Where were you born?
Mexico City / Mexico D.F.

You are a citizen of both the U.S. and Mexico.  How did that happen? 
Yes, I am a naturalized U.S. citizen and recently, proudly reclaimed my Mexican citizenship.

Do you think dual citizenship compromises your loyalty to the U.S.?  Why or why not?
No, it enhances my love and loyalty for both countries.

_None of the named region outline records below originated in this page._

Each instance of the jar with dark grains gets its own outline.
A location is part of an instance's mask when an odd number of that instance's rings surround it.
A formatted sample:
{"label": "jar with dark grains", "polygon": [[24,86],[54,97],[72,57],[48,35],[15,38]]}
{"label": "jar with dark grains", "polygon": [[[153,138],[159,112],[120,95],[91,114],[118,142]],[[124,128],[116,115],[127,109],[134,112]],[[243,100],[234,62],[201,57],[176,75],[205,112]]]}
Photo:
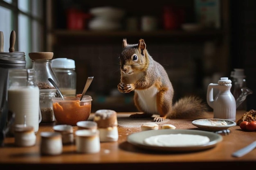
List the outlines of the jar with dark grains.
{"label": "jar with dark grains", "polygon": [[55,120],[52,99],[57,95],[57,90],[48,80],[49,78],[51,78],[57,86],[59,85],[58,79],[51,66],[51,61],[53,55],[52,52],[29,53],[32,60],[32,69],[35,72],[34,82],[39,88],[42,123],[50,122]]}

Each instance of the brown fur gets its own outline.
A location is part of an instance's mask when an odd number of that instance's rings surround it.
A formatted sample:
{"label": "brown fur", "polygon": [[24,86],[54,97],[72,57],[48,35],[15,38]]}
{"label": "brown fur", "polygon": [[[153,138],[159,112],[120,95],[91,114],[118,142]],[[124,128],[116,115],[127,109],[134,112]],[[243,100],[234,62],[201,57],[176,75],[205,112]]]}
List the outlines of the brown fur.
{"label": "brown fur", "polygon": [[[131,115],[131,118],[149,117],[157,114],[159,116],[153,121],[160,122],[166,118],[196,118],[207,110],[206,105],[195,96],[182,98],[173,105],[174,91],[168,75],[163,67],[150,56],[143,39],[140,39],[138,44],[129,44],[124,39],[123,48],[119,57],[121,76],[117,88],[124,93],[135,90],[135,105],[139,111],[143,112]],[[148,100],[152,94],[155,95],[154,102]],[[141,100],[145,100],[141,102]],[[145,104],[146,102],[150,103]],[[157,111],[150,107],[155,102]],[[148,111],[150,107],[154,113]]]}

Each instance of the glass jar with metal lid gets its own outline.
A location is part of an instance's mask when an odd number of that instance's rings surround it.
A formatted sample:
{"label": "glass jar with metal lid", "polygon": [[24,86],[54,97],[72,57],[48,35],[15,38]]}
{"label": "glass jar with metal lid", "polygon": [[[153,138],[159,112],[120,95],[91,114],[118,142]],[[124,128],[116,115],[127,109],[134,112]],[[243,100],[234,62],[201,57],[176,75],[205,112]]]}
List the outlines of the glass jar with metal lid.
{"label": "glass jar with metal lid", "polygon": [[52,60],[52,68],[59,81],[58,87],[62,94],[75,96],[76,93],[76,73],[74,60],[67,58]]}
{"label": "glass jar with metal lid", "polygon": [[55,119],[52,109],[52,98],[57,95],[54,87],[48,81],[51,78],[58,86],[58,81],[51,66],[52,52],[30,52],[32,68],[35,70],[34,81],[39,88],[40,105],[42,123],[54,122]]}

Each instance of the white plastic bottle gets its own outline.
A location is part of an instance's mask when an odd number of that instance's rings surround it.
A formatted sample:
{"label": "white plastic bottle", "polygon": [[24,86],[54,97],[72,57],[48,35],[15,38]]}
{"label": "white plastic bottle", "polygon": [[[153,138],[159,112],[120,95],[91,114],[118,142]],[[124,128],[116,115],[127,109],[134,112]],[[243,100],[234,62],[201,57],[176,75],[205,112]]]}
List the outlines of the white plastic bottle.
{"label": "white plastic bottle", "polygon": [[[210,83],[207,92],[207,102],[213,109],[213,118],[236,121],[236,100],[231,93],[232,81],[227,77],[221,77],[218,84]],[[219,92],[213,98],[213,89]]]}
{"label": "white plastic bottle", "polygon": [[[242,93],[242,88],[246,87],[246,76],[244,71],[243,69],[235,68],[234,71],[231,72],[230,76],[232,77],[232,85],[231,91],[236,100]],[[238,106],[237,109],[246,110],[246,99]]]}
{"label": "white plastic bottle", "polygon": [[33,73],[34,71],[30,69],[9,70],[8,104],[9,110],[14,113],[13,126],[25,124],[32,126],[36,133],[42,116],[39,106],[39,89],[33,81]]}

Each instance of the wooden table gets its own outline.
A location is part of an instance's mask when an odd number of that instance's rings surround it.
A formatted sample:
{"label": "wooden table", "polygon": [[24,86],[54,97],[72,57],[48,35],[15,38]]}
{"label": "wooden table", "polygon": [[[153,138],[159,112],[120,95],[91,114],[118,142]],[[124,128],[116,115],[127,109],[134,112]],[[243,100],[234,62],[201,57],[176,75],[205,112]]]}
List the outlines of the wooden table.
{"label": "wooden table", "polygon": [[[238,111],[237,120],[245,111]],[[40,124],[36,134],[35,146],[18,147],[14,145],[14,139],[8,137],[4,140],[4,146],[0,148],[0,169],[70,169],[79,168],[104,168],[105,169],[174,169],[189,168],[190,169],[221,169],[232,168],[255,168],[256,149],[242,157],[231,156],[236,150],[256,140],[256,132],[246,132],[238,126],[229,128],[231,133],[223,135],[223,140],[213,148],[200,151],[185,153],[163,153],[145,150],[138,148],[126,141],[128,135],[140,131],[140,125],[152,119],[130,119],[128,116],[132,113],[118,113],[119,139],[118,142],[101,143],[101,150],[96,154],[81,154],[76,151],[74,144],[63,146],[63,153],[57,156],[43,156],[40,152],[40,133],[53,131],[55,123]],[[92,113],[89,118],[94,116]],[[212,113],[208,113],[204,118],[212,118]],[[167,120],[157,123],[159,125],[171,123],[177,129],[199,129],[191,124],[193,120]],[[75,131],[77,127],[74,126]],[[111,168],[111,169],[110,169]]]}

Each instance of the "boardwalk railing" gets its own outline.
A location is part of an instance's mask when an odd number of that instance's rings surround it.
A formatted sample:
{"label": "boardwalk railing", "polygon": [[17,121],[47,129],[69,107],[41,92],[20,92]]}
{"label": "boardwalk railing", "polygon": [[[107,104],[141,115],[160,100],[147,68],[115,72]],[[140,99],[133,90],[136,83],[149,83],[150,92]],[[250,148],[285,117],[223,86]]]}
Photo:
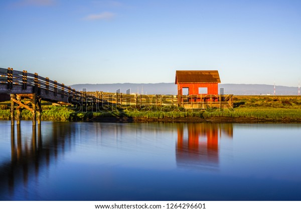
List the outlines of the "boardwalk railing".
{"label": "boardwalk railing", "polygon": [[[72,103],[72,101],[86,102],[88,97],[82,91],[71,89],[64,83],[44,78],[38,73],[13,68],[0,68],[0,93],[26,94],[36,93],[42,99],[53,102]],[[96,101],[96,99],[93,99]],[[91,100],[90,100],[91,101]]]}
{"label": "boardwalk railing", "polygon": [[[11,68],[0,68],[0,94],[2,93],[11,94],[12,125],[15,124],[15,111],[17,111],[18,125],[20,124],[21,110],[24,109],[32,113],[33,125],[36,125],[36,113],[38,123],[40,124],[42,100],[74,104],[77,111],[81,111],[78,107],[83,108],[84,105],[87,107],[95,104],[97,108],[103,105],[119,104],[135,106],[176,106],[193,109],[224,108],[225,107],[233,108],[233,107],[232,95],[145,95],[78,91],[63,83],[58,83],[56,80],[41,77],[38,73],[30,73],[26,70],[14,70]],[[26,100],[22,101],[25,99]]]}
{"label": "boardwalk railing", "polygon": [[100,102],[121,105],[136,106],[181,106],[186,109],[206,109],[210,108],[233,108],[233,95],[126,94],[122,93],[87,92]]}

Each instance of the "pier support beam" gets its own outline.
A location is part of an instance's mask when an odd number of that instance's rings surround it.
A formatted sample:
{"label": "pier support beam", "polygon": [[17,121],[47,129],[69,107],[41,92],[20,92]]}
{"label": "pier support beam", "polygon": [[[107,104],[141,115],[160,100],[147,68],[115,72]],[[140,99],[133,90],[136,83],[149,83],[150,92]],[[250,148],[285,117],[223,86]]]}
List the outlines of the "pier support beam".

Has there ever been a time you felt discriminated against in the U.S. or Mexico for your ethnicity?
Yes, in both places. Because I don't look like a typical Mexican, it was only after some people found out I was Mexican that they discriminated. It was in school and nobody knew or thought I was Mexican at first, but then some kids from California moved to the area. Of course, there are plenty of Mexicans in California, and they heard my name and asked where I was from. One day, our class was cutting through another class and the lights were off because they were watching a movie and an ignorant American kid yelled, "Mexican!" as an insult. I was really angry, and the teacher in the classroom we were cutting through did nothing about it. However, I must say, that the grand majority of people I've dealt with, have not discriminated.

In Mexico, I have been called a "rich white boy" because some people who live outside Mexico City are jealous of defeƱos (people from Mexico D.F.).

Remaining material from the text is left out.